Joint Care
Protecting Your Knees on the Pickleball Court
Why Knees Take the Biggest Hit
Pickleball involves constant lateral movement, quick stops, and low stances — all of which put significant stress on your knee joints. Unlike running (which is primarily forward motion), pickleball demands multi-directional agility that your knees aren't always prepared for.
The Most Common Knee Issues
Patellar tendinitis (jumper's knee) is the most frequent complaint. You'll feel it as a dull ache just below the kneecap, especially after extended dinking sessions where you're in a low stance.
Meniscus wear builds up over time, particularly in players over 50. The lateral movements and pivots slowly stress the cartilage cushion between your bones.
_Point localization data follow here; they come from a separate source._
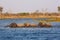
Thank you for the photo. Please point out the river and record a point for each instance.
(6, 33)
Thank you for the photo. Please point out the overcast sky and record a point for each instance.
(29, 5)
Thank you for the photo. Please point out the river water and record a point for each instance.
(6, 33)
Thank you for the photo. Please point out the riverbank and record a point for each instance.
(51, 17)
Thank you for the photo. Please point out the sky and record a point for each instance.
(29, 5)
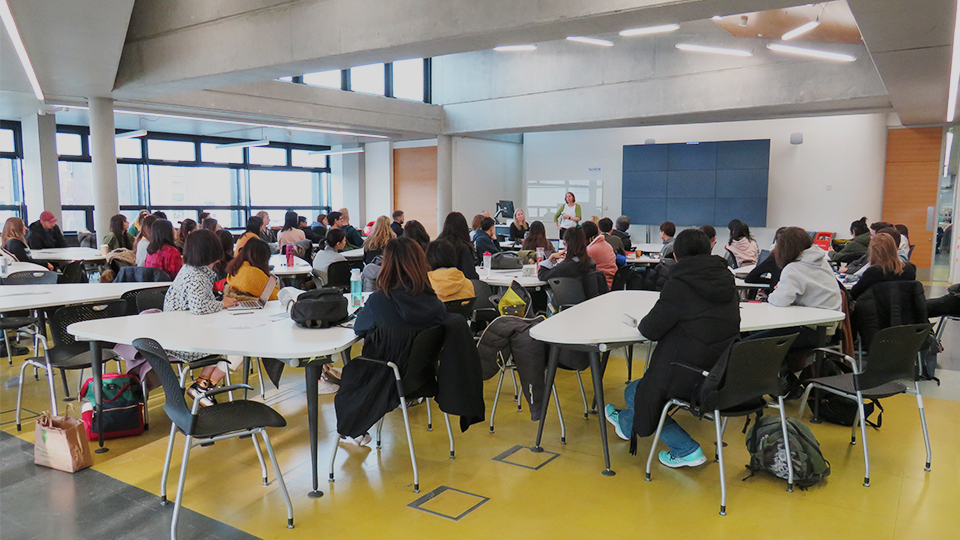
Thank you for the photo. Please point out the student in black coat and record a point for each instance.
(696, 318)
IT band syndrome shows up as pain on the outside of the knee, usually after longer sessions or tournaments.
Prevention Strategies
- Warm up properly — 5 minutes of walking and leg swings before play
- Wear court shoes — running shoes lack lateral support and increase knee stress
- Strengthen your quads — wall sits and step-ups protect the knee joint
- Don't play through sharp pain — dull soreness is okay, sharp pain is a warning
- Consider a compression sleeve — it provides proprioceptive feedback and mild support
When Your Paddle Matters
Heavier paddles require more force to swing, which can translate to more knee stress as you plant and pivot. If you're dealing with knee issues, a lighter paddle (under 7.8 oz) can reduce the overall force chain through your body.
The Bottom Line
Most knee issues in pickleball are preventable with proper warm-up, good shoes, and quad strengthening. If pain persists more than a few days, see a sports medicine doctor — early intervention prevents chronic problems.
This content is for educational purposes only and is not a substitute for professional medical advice, diagnosis, or treatment. Always seek the advice of a qualified healthcare provider with any questions about a medical condition.